La familia real de Antonio López

familia-real-antonio-lopez1_xoptimizadax--1127x900  Vaya por delante que Antonio López está considerado por méritos propios como el más grande entre los grandes del actual panorama pictórico nacional. El pintor manchego ocupa un espacio singular que sólo los maestros consagrados consiguen por su calidad, estilo y personalidad, aquéllos a los que se les reconoce la autoría de un cuadro sin necesidad de firmar. No en vano es Premio Príncipe de Asturias de las Artes, Premio Velázquez de Artes Plásticas o el de Príncipe de Viana a la Cultura. Sin lugar a dudas, es el artista español en vida más reconocido nacional e internacionalmente

Lo digo porque la sociedad española, ya se sabe, consagra y derriba mitos con la misma facilidad con que las serpientes cambian de piel. La presentación de la obra de la familia real ha generado unas expectativas mediáticas sin precedentes. Varias han sido las razones, pero principalmente dos: el hecho de que sea un “Antonio López” y, segunda, por la tardanza en la entrega de un encargo realizado hace veinte años. Con la humildad reservada a los elegidos, el genio advertía “que la gente no piense que soy un vago”. El retrato puede convertirse en una de las variantes más frustrantes para cualquier artista y requiere su tiempo, su meditación, el estudio de los personajes y su particular interpretación. Hay que tener en cuenta que son cinco los retratados y en un lienzo de grandísimas proporciones (3 metros x 3,39, el más grande por él pintado). El largo tiempo transcurrido en su elaboración provoca algunos “conflictos” al espectador. El primero e inevitable, es que los personajes son más jóvenes, fuera de su tiempo. Y no menos sus vestimentas, principalmente las de las mujeres, muy desfasadas. El autor huye de un entorno palaciego para buscar –y no sé si encontrar- otro más neutro, o moderno, luminoso, en el que las sombras, muy tenues, hacen livianos a los personajes (era deseo expreso de don Juan Carlos que se reflejase una familia española “normal”). La composición resulta pretendidamente simétrica situando a Juan Carlos en el centro y detrás, como respaldando al resto, en una escenografía casi bizantina.

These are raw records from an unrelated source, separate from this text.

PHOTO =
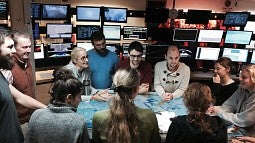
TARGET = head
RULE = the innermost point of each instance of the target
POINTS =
(6, 49)
(247, 77)
(223, 66)
(172, 56)
(22, 44)
(99, 43)
(135, 51)
(79, 58)
(66, 88)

El maestro justifica también la tardanza en la elaboración de la obra en haber tenido que basarse en fotografías. Él prefiere el contacto directo pero eso era imposible, asumiendo que en la actualidad es un recurso al que se tiene que acostumbrar. El día que posaron para las fotografías no se encontraba la infanta Cristina y, casualmente, es la que más le ha costado ubicar junto al resto de la familia; en un principio figuraba a la derecha de todos para terminar situándola a la izquierda.

Pese a lo que la mayoría piensa, Antonio López no es un hiperrealista, si no un perfeccionista, que son cosas distintas. Alardea de pintar con cuadrícula, como los clásicos, y la deja entrever en muchas zonas de la obra. Tengo para mí que cuando le encargaron el trabajo sabía lo que le venía encima, porque, como él dice, “yo no tardo una semana como Sorolla en hacer un retrato, a mi me cuesta mucho más”. Así es, Macarrón bordaba la figuración y no acertó nunca con el paisaje. López borda el paisaje urbano y el retrato le cuesta más, porque lo desarrolla como un mundo dentro de su mundo, y encuentra en el árbol del membrillo el origen y el infinito, y se siente más cómodo.

Observado el cuadro de cerca, López estudia la pincelada para que resulte espontánea y, aunque algunos de los protagonistas no ofrece un gesto ciertamente relajado, va resolviendo cada figura con una plasticidad cercana a la impresionista, como buscando su propia libertad dentro del rigor del encargo: “Marco el impresionismo como un punto de inflexión en la pintura. Un momento en el que por primera vez los artistas cuentan lo que quieren de verdad, y no lo que alguien les encargaba: Los impresionistas querían volver a la vida, porque la vida estaba secuestrada”.

Y el genio, al entregar la obra, salió al fin de la lámpara. Y se ha visto liberado.